Home 1Xbet About Us Books Order Books Views From the Bridge Contact Us

February 6, 2004

When the World Won't Go Away

Houston, TX—Being the political junkie that I am, I spent time during the Iowa Caucuses flipping through the channels—watching the first results. The front-runners, John Kerry and John Edwards, were making speeches about “taking back” America. I found that interesting—that America has to be “taken back.” From whom is it going to be taken and to whom will it be returned?

I discussed this issue in my book, The Bridge to the 21st Century. I understand, of course, what Kerry and Edwards are referring to: they want to take the country back to their own power base—whatever they perceive that to be. It certainly is not back to the majority of the citizens. Some of the Democrats like to think that George Bush “stole” the election in 2000 because Al Gore got a slight majority of the popular vote. For those of you who may have forgotten, Gore received 48.38 percent of the vote and Bush got 47.87 percent.

Our president for eight years, Bill Clinton, received 43 percent of the vote in 1992 and 49.2 percent in 1996. The upshot of all this is that for over a decade, our president has been elected by less than 50 percent of the voters.

So that brings us to the point of the articles that will be appearing here in A View from the Bridge. We’re going to follow this election and point out how America needs to change—and I mean change dramatically—if this country is to survive as we know it. And no, it’s not the politicians that are at fault—it’s us, the American people.

We arethe problem. Our goalin this limited endeavor is to be one of the building blocks to get this country back on track in the 21st century. For this country to accomplish what it needs to do during the next decade, we need to get about 55 percent to 65 percent of the American public reading from the same book and on the same page. You may think that’s most improbable. Maybe so, maybe not! Ever since 9/11 a lot has changed in America—most of all its people.

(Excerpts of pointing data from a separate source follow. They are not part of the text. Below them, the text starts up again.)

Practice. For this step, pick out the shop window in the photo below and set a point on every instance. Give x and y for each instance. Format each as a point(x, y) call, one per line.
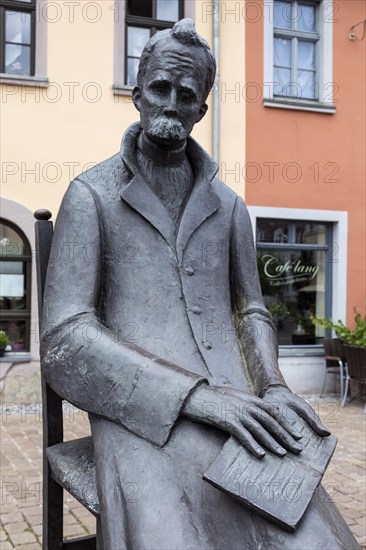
point(295, 274)
point(18, 36)
point(15, 285)
point(143, 19)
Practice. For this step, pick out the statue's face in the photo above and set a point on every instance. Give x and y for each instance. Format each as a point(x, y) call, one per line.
point(171, 99)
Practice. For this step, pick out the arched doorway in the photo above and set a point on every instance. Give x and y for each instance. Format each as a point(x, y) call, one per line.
point(15, 285)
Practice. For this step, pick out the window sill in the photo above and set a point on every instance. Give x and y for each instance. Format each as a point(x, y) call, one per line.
point(34, 81)
point(316, 350)
point(122, 90)
point(300, 105)
point(16, 357)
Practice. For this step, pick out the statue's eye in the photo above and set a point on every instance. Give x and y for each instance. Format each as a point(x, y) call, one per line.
point(160, 88)
point(187, 96)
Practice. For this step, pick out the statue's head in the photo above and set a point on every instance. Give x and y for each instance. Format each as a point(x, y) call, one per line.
point(176, 73)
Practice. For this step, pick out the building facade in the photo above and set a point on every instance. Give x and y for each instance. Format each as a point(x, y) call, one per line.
point(305, 168)
point(286, 123)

There are now two major factions in America. I call it Old America and New America. Old America is still guided by our core traditional and historical values. New America has another agenda, and the resulting clash is dividing Americans and confusing our identity as a nation. We are kneeling and singing our mantras to the god of diversity; and while some diversity is desirable, we fail to realize that too much diversity leads to perversity. History provides us with well-learned (but oft-forgotten) lessons that no societies in the world have lasted which are deeply enmeshed in too much diversity and perversity

Many of us do not realize it, but this country is more vulnerable to a meltdown than we have been since the American Revolution or the Civil War.

Many of our citizens intuitively detect that we are vulnerable, and most of those folks think that it’s because we have put our troops in Afghanistan and Iraq. But that is about 180 degrees from correct. American political and military engagement throughout the world is going to be a fact of life. Get used to it folks. This is the way it’s gonna be throughout the next century.

About 200 years ago in 1807, Bill Wordsworth, an aristocratic type fellow who lived in rural northwest England, wrote these lines:

“The world is too much with us; late and soon;
Getting and spending, we lay waste our powers;

Little we see in nature that is ours; we have given our hearts away, a sordid boon…for this, for everything, we are out of tune…”

Fast-forward about 150 years later to rural Mississippi, where a redneck fellow by the name of Hank Cochran wrote a song that would top the charts. You may remember it:

“Make the world go away,
get it off my shoulders
say the things we used to say,
and make the world, make it go away.”

So, here we are in 2004, and the world is very much with us. You can rest assured it is not going away—never, ever anymore!

When I wrote the book, The Bridge to the 21st Century: Reflections on the Soul of a Nation, I did so in order to facilitate the reader to stroll through the decades of the 20th century. We need to do that in order put into perspective the path that we, as Americans, have chosen within our borders and the path we have been forced into outside our borders. The important thing to remember is that right after we crossed the bridge to 21st century, the road forked in two directions. As poet Robert Frost observed:

“Two roads diverged…, and I—
I took the one less traveled by,
and that has made all the difference.”

In this endeavor, I am asking all of you—at the grassroots level to weigh in on which road to take. And let me make it clear—this is not necessarily just a political road; it’s not a Republican vs. Democrat road, or a liberal vs. conservative road. No, it’s the road leading to how to find the soul of America.